What happened in 1944 was disgraceful.  Not simply by dint of the deeds of the enemy (German in this case) but actually and tragically because of the behavior of the high fallutin’ tootin’ allied commanders.  Another time.  Really another time I will feel fully equipped to tell the story.  In the meantime all you need take to heart is that this village, and all the others barborously besieged, is a defenseless duck sitting pretty on a flat plane.  That it can’t have been difficult to overpower it, however hard les maquis tried to fend  off the merciless assault is painfully, graphically clear.  And there are references to the places they fought  and fell all around and not just here, throughout this great monolith known as le Vercors.  Villages burned,  Villagers slain.
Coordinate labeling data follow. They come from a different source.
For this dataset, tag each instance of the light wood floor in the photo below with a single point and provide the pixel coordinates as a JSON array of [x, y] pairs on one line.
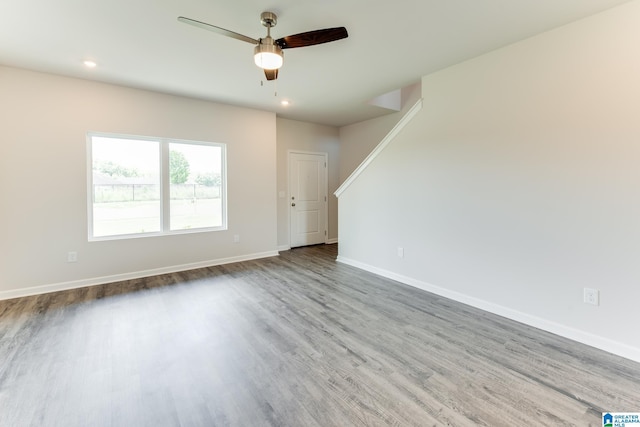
[[295, 340]]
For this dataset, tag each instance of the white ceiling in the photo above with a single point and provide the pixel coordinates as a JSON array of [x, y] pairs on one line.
[[139, 43]]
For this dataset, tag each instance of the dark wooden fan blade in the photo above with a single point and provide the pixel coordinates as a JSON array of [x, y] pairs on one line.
[[218, 30], [311, 38], [271, 74]]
Men rounded up and annihilated standing proud against cold walls in the place they called home because it was.  Their home.    It is not pretty.  Not at all.  It is tough beyond the bounds of that pathetically soft word.  And then you visit the Nécropole and you  walk, sapped of strength, sorrow wrenching bile from your throat among the bare little crosses, pure white standing proud in pristine gravel and you pathetically collapse as though a razor has slashed your heart because you are facing a family – a grandmother, her two daughters and all the children of one of them including a baby lying side by side, their lives extinguished mercilessly.   Every single one of them.   See it, feel it and tell me, tell me not to weep.
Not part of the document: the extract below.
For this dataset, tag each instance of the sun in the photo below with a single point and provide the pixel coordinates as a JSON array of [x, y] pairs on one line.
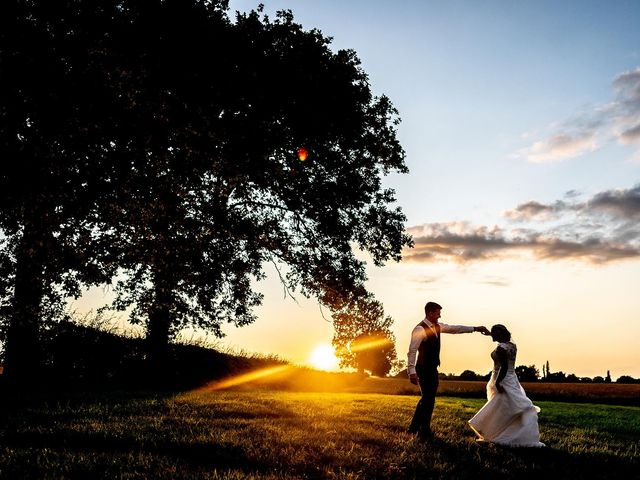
[[323, 358]]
My husband  had the immense privilige of spending time some years ago, with Robert Favier (known as Mattres) who was created Chevalier de Légion d’Honneur having been a high ranking leader in the Maquis.  Monsieur Favier,  died in 2010 aged 96.  HB2 also met Joseph la Picirella who founded the original museum in Vassieux.  He made it because he could and because no-one should forget what happened.  Really no-one should.  He also died in 2010 aged 85, he was little more than a boy, therefore, when he joined the Maquis.  His museum is still there where he built it, just behind the church.  The French Government built another museum, the official museum, which sits perched 400 metres above the village and is of deliberately austere design.

To walk the walk I walked, in the footsteps of those braver than brave maquis was humbling.  A privilege beyond privilege.  And here are some photos.  Because my words are meagre and poor.  I will leave you to imagine it for yourself or simply to enjoy the beauty of the place.  The choice is yours.  Mine is not to tell people what to do, simply to bring you to a place that savages my senses and of which, when I am confident that my thoughts and facts are accurate and well-founded, I will write in greater depth.

PS:  When you have digested the place, when you have taken it all in your sturdy stride, you might answer me a simple question.  What did we learn?  Because from where I am standing, sitting, lying down on a bed of flowers, nothing has changed.   When will we learn to leave well alone?  When will greed release it’s toxic grip on humanity?  When?  Can I have it now please?   Because little girls picking flowers should NOT be perpetuating a scenario that ends in their husbands pushing up daisies for the sake of yet another bloody war.  When will we ever learn?